Harm reduction can be pursued with the use of e-cigarettes which are safer to use than smoking as “vaping is at least 95 per cent less harmful than smoking”(6). E-cigarettes can be used safely at the same time as NRTs(7). The risk of nicotine poisoning when using an e-cigarette is zero as the maximum strength of nicotine sold for use in e-cigarettes is 20mg/ml(8). According to Toxbase, a fatal dose of nicotine is estimated to be 0.5-1gram in an adult(9), which demonstrates the unlikeliness of overdose when using products in combination. Pharmacists can therefore encourage the use of NRTs with e-cigarettes to help with harm reduction.
A survey has found that 59 per cent of psychiatrists and 76 per cent of nurses have never prescribed stop smoking medicines since being qualified to do so(2). Pharmacists can help with this by educating and supporting those involved in smoking cessation or harm reduction and can also encourage the prescribing according to the NICE guidelines to gain the maximum benefit from these products.

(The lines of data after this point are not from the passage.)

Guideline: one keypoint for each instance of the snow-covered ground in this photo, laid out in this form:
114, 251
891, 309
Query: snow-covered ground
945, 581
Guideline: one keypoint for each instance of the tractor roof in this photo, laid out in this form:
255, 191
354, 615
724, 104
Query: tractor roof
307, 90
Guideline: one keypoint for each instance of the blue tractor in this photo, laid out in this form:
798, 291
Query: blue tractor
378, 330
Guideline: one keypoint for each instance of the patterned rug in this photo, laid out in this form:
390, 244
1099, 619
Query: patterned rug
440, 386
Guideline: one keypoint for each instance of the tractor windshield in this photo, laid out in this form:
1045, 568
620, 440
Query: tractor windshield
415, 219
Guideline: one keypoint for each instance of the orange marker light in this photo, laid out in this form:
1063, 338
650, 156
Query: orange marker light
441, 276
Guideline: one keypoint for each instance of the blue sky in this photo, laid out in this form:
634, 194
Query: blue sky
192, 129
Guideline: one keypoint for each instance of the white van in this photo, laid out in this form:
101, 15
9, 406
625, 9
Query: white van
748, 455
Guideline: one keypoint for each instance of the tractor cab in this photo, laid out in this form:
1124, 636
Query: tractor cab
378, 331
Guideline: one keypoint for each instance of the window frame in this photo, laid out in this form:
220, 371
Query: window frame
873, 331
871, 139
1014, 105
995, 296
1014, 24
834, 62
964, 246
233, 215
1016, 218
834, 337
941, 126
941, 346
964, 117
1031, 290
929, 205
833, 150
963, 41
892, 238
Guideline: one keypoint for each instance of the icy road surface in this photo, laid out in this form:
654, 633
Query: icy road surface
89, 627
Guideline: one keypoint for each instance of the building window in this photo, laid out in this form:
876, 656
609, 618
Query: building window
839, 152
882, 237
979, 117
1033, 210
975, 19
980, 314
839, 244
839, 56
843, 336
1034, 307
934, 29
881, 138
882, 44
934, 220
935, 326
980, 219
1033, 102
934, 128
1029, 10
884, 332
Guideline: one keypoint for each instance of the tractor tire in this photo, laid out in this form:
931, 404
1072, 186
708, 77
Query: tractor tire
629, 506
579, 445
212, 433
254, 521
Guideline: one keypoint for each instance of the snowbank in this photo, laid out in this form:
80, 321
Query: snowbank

As NICE have recommended frontline staff to be trained in smoking cessation on a yearly basis(2), pharmacists can support this by providing smoking cessation training and/or referring staff to online training platforms such as the National Centre for Smoking Cessation and Training (NCSCT)(7). To help with this, Ashtons has released a new training seminar on smoking cessation in mental health which covers the prevalence of smoking, why smoking cessation is important in mental health, why smoking rates are high in mental health patients, the difference between smokers with mental health illness and the general population, how nicotine affects the body, different types of products to aid smoking cessation, how to tailor treatment for mental health patients and how psychiatric medicines are affected by smoking.